Laporan Keuangan Pemerintah Pusat  |  PT Bestprofit

"Yaitu masyarakat yang adil dan makmur dengan akuntabilitas yang bisa diterima dalam konteks praktik-praktik pengelolaan yang baik," ungkap Sri Mulyani.Mantan direktur pelaksana Bank Dunia ini juga menghaturkan terima kasih kepada BPK atas kerja sama selama dua bulan terakhir. Hingga, akhirnya laporan keuangan pemerintah pusat bisa memperoleh opini WTP."Dengan status ini sesuatu yang positif, tapi ini bukan tujuan akhir. Kita akan jaga agar status ini tidak menurun pada tahun-tahun yang akan datang," tutur Sri Mulyani.Opini WTP, imbuh dia, bukan sesuatu yang harus dirayakan. Predikat ini adalah cambuk untuk terus menjaga reputasi maupun kinerja dalam menjaga keuangan negara sesuai mandat yang diberikan.

Laporan keuangan pemerintah pusat tahun 2016 memperoleh opini Wajar Tanpa Pengecualian (WTP) dari Badan Pemeriksa Keuangan (WTP). Menteri Keuangan (Menkeu) Sri Mulyani Indrawati menjelaskan, opini WTP tersebut merupakan opini tertinggi atau terbaik untuk sebuah laporan keuangan."Tentu ini hasil yang sangat baik. Di jajaran Kementerian Keuangan ini satu yang harus terus dijaga dan dipertahankan," jelas Sri Mulyani di Jakarta, Jumat (19/5/2017).

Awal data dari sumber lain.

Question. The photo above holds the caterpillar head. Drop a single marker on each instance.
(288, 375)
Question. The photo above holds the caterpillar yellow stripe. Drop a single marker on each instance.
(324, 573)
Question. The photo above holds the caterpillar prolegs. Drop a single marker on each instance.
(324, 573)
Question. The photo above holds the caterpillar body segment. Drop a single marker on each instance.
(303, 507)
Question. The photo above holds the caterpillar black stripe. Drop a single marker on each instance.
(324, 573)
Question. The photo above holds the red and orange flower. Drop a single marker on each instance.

Sri Mulyani mengungkapkan, dengan status laporan keuangan yang memperoleh opini sangat baik tersebut diharapkan seluruh tradisi akuntabilitas dan pengelolaan negara akan terus dijaga.Menurut dia, Anggaran Pendapatan dan Belanja Negara (APBN) merupakan instrumen kebijakan yang sangat penting. Oleh karena itu, reputasi dan kredibilitasnya harus dijaga. Yang lebih penting adalah, imbuh Sri Mulyani, pelaksanaan APBN harus benar-benar bisa dinikmati masyarakat dalam tujuan bernegara.